En marzo de 2025, los precios de los alimentos en Argentina volvieron a escalar, consolidando un mes complicado para la economía doméstica y reavivando las preocupaciones sobre la inflación. Según estimaciones de consultoras privadas como LCG y C&T Asesores, la canasta alimentaria registró un aumento promedio del 4,2% durante el mes, con picos que superaron el 6% en rubros esenciales como carnes, lácteos y verduras frescas. Este incremento, que se sintió con fuerza en los hogares argentinos, refleja una tendencia que no da tregua y pone en jaque el poder adquisitivo de la población.
El relevamiento semanal mostró que la tercera semana de marzo fue particularmente dura, con una suba del 2,6% en alimentos y bebidas no alcohólicas, la más alta en lo que va del año para un período de siete días. Aunque la última semana del mes trajo una leve desaceleración, con un alza del 0,5%, el acumulado mensual dejó un saldo preocupante: la inflación alimentaria de las últimas cuatro semanas alcanzó el 4,5%, según datos de la consultora Eco Go. Este nivel supera el promedio general de inflación proyectado para el mes, evidenciando que los alimentos siguen siendo el principal motor de la suba de precios.

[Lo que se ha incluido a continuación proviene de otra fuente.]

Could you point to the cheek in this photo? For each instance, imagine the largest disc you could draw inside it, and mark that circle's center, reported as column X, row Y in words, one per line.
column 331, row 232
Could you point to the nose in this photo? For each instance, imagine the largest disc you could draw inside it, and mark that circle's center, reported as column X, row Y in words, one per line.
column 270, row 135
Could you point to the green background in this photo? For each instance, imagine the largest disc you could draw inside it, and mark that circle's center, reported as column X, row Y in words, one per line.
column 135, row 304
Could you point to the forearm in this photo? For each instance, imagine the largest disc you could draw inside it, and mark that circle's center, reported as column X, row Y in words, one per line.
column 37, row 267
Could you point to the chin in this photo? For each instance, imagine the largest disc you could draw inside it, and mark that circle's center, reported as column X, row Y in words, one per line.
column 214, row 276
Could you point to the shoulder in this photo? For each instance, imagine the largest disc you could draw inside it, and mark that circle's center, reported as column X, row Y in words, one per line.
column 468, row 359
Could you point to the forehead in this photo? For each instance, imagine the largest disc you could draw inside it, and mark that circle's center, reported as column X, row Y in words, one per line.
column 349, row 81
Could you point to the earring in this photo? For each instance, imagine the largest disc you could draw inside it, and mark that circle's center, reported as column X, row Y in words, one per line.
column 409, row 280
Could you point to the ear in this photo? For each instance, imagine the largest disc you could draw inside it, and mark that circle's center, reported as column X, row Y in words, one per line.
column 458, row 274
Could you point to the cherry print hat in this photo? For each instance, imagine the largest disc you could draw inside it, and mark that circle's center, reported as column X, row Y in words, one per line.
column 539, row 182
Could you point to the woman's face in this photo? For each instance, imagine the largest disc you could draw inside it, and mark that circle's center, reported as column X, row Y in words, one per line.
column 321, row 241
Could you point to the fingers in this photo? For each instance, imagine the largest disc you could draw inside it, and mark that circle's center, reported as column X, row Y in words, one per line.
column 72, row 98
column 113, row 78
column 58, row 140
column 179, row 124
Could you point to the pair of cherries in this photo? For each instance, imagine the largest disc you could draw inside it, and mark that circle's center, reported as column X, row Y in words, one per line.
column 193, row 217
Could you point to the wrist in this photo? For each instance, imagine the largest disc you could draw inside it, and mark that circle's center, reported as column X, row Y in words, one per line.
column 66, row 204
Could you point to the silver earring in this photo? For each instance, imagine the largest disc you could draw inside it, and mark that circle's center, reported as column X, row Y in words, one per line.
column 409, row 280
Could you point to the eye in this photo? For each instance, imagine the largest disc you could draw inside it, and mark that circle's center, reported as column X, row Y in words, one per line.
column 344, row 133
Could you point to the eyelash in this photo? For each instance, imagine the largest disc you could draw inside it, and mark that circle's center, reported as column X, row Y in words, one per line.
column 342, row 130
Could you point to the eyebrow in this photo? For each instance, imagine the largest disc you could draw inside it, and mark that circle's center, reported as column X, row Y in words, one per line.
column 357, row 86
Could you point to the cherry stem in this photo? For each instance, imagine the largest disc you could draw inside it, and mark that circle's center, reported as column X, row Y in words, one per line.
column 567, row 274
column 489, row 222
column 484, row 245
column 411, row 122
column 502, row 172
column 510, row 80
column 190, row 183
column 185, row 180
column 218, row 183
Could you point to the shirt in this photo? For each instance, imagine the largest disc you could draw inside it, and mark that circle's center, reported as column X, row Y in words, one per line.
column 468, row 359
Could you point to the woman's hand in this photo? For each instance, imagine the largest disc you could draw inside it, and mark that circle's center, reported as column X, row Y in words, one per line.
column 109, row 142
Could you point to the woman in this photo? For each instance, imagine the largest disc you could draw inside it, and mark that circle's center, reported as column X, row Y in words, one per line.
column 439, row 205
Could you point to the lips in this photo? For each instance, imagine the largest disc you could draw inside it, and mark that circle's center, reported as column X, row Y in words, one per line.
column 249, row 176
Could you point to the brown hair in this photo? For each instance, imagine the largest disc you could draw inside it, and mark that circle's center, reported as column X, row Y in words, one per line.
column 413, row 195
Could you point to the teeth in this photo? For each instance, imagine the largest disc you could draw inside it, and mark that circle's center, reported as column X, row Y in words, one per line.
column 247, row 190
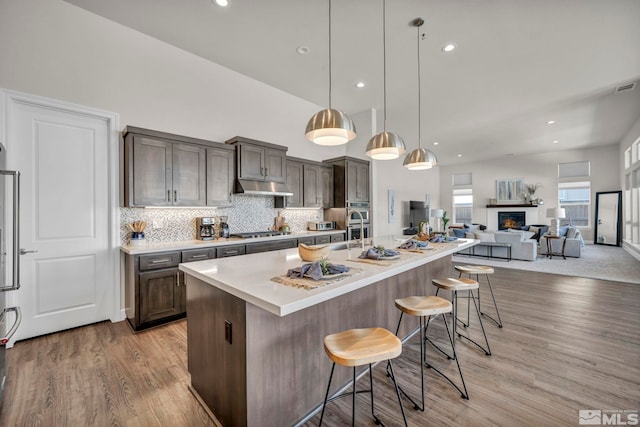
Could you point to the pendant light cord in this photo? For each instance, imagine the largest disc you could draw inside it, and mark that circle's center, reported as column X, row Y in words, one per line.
column 419, row 89
column 329, row 54
column 384, row 60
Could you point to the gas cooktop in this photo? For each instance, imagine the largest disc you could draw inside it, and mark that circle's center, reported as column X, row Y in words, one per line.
column 255, row 234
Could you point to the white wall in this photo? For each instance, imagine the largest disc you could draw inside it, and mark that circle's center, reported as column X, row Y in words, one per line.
column 541, row 168
column 54, row 49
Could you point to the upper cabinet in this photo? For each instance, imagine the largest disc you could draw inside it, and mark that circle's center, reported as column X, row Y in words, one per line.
column 220, row 173
column 311, row 184
column 162, row 169
column 351, row 180
column 258, row 160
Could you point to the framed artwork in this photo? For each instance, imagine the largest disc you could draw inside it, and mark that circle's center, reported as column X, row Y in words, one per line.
column 510, row 190
column 391, row 194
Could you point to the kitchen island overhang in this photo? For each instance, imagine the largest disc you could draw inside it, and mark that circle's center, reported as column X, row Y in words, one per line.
column 252, row 366
column 249, row 277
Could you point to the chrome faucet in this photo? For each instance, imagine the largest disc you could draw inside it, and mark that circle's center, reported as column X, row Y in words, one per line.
column 361, row 224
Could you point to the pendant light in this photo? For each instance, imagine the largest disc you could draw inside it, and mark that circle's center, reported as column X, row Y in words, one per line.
column 330, row 126
column 385, row 145
column 420, row 158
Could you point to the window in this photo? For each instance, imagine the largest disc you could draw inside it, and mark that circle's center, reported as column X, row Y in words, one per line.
column 462, row 205
column 575, row 198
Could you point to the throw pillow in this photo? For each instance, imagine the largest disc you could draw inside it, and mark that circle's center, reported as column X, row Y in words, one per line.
column 459, row 232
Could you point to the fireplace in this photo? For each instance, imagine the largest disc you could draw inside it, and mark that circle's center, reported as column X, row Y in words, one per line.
column 511, row 220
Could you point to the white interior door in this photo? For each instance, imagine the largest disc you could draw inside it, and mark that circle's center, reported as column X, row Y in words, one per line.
column 66, row 265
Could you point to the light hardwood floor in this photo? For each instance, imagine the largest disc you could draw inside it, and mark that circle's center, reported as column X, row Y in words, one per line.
column 567, row 344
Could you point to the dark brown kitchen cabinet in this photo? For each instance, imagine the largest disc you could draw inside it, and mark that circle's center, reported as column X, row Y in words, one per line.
column 154, row 289
column 259, row 160
column 220, row 172
column 294, row 182
column 162, row 169
column 351, row 180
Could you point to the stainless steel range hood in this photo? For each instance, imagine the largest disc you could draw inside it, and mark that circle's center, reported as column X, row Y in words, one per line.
column 264, row 188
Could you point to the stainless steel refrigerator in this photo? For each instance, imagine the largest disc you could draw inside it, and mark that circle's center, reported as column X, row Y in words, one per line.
column 9, row 249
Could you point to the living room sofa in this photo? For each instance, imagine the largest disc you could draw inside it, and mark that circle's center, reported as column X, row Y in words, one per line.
column 523, row 247
column 573, row 243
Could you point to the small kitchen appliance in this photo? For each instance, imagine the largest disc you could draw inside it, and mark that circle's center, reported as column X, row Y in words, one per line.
column 320, row 226
column 224, row 227
column 205, row 228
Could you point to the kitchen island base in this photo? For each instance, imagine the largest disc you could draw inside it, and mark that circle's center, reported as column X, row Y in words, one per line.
column 253, row 368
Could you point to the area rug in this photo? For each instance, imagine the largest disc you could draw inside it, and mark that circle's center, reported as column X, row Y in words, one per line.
column 597, row 262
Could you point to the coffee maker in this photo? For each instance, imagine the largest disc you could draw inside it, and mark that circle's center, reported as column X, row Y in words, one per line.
column 205, row 229
column 224, row 227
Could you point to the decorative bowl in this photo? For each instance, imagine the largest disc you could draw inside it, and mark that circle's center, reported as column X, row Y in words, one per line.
column 312, row 253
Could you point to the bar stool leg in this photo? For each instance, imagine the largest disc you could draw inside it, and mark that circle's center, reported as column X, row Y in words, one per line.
column 326, row 396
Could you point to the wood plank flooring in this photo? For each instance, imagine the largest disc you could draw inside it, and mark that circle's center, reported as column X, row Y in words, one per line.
column 567, row 344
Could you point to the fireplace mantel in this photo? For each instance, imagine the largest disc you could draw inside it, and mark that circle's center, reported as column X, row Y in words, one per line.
column 512, row 206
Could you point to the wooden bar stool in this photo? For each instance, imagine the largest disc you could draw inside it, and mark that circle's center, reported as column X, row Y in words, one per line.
column 424, row 307
column 470, row 270
column 357, row 347
column 456, row 286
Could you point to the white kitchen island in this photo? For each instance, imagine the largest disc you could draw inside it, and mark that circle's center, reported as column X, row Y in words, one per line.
column 255, row 349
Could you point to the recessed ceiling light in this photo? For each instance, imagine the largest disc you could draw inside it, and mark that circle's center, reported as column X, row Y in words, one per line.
column 303, row 50
column 449, row 47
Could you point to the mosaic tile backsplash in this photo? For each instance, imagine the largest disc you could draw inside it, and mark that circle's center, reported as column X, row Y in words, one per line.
column 248, row 213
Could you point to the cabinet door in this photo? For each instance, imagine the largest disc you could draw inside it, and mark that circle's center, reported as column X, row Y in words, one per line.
column 219, row 177
column 250, row 162
column 161, row 295
column 275, row 163
column 312, row 189
column 189, row 175
column 326, row 180
column 362, row 182
column 294, row 181
column 357, row 182
column 152, row 172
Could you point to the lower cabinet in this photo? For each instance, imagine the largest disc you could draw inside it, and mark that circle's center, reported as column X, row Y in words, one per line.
column 162, row 295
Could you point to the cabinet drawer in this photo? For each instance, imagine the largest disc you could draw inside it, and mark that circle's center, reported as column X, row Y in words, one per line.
column 253, row 248
column 198, row 254
column 337, row 237
column 306, row 240
column 231, row 250
column 156, row 261
column 321, row 240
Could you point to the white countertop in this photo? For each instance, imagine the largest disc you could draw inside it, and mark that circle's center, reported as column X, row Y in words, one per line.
column 248, row 276
column 149, row 247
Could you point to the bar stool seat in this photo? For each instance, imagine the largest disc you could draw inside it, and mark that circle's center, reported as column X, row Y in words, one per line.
column 357, row 347
column 470, row 270
column 422, row 307
column 459, row 285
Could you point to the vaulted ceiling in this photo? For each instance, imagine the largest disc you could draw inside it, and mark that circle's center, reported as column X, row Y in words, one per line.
column 518, row 64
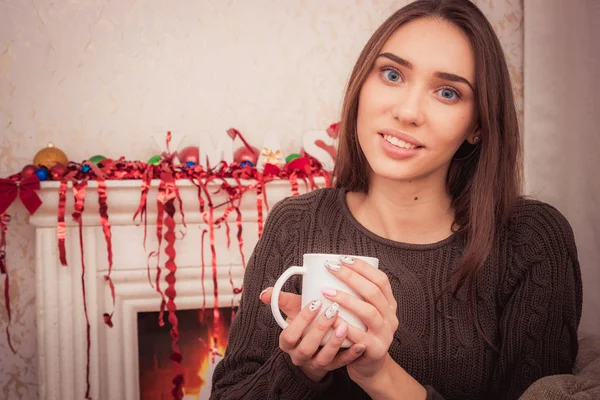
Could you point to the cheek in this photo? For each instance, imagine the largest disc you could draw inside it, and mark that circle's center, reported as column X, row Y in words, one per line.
column 452, row 125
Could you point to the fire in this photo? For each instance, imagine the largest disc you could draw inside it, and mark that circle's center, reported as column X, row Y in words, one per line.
column 202, row 346
column 210, row 355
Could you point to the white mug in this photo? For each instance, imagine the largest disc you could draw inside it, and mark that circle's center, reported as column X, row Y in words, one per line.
column 315, row 276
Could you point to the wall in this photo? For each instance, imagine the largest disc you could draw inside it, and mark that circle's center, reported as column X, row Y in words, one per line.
column 105, row 77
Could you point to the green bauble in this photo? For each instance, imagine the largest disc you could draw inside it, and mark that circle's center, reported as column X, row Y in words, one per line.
column 292, row 157
column 154, row 160
column 96, row 159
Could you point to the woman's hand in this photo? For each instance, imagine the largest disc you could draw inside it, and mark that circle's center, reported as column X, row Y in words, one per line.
column 305, row 350
column 377, row 311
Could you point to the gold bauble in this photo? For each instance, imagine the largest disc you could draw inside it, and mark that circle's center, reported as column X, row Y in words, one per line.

Entre los productos que lideraron los aumentos, la carne —un pilar de la dieta argentina— destacó con incrementos que rondaron el 6,5%, impulsados por el encarecimiento de los costos ganaderos y la exportación. Los lácteos no se quedaron atrás, con subas cercanas al 5,8%, mientras que las verduras, afectadas por factores climáticos y logísticos, también aportaron al alza general. Estos rubros, que pesan fuerte en la canasta básica, explican por qué el impacto se siente de manera tan directa en los sectores de menores ingresos.
El contexto no ayuda: marzo llegó acompañado de ajustes en tarifas de servicios públicos, transporte y combustibles, lo que potenció la presión inflacionaria. Según el Relevamiento de Expectativas de Mercado (REM) del Banco Central de la República Argentina, la inflación mensual podría estabilizarse por encima del 3% en el corto plazo, un nivel que, aunque menor a los picos de años anteriores, sigue erosionando los salarios. Para muchos argentinos, la sensación es que el sueldo rinde cada vez menos frente a una góndola que no para de ajustarse.
El gobierno, que ha priorizado la lucha contra la inflación como uno de sus objetivos centrales, enfrenta ahora el desafío de contener este nuevo rebrote en los precios de los alimentos. Sin embargo, las medidas de control de precios o subsidios focalizados no parecen haber dado resultados sostenidos hasta el momento. Mientras tanto, los consumidores recurren a estrategias como reducir el consumo de ciertos productos o buscar alternativas más económicas, aunque estas opciones también comienzan a escasear.
La suba de los alimentos en marzo de 2025 en Argentina no es solo un dato económico: es un reflejo de las dificultades estructurales que persisten en el país y un recordatorio de que la estabilidad sigue siendo un objetivo esquivo. Con el primer trimestre del año cerrando en estas condiciones, la pregunta que queda es cómo evolucionará el costo de vida en los próximos meses y qué respuestas se encontrarán para aliviar a una población que ya siente el peso de la crisis en su mesa diaria.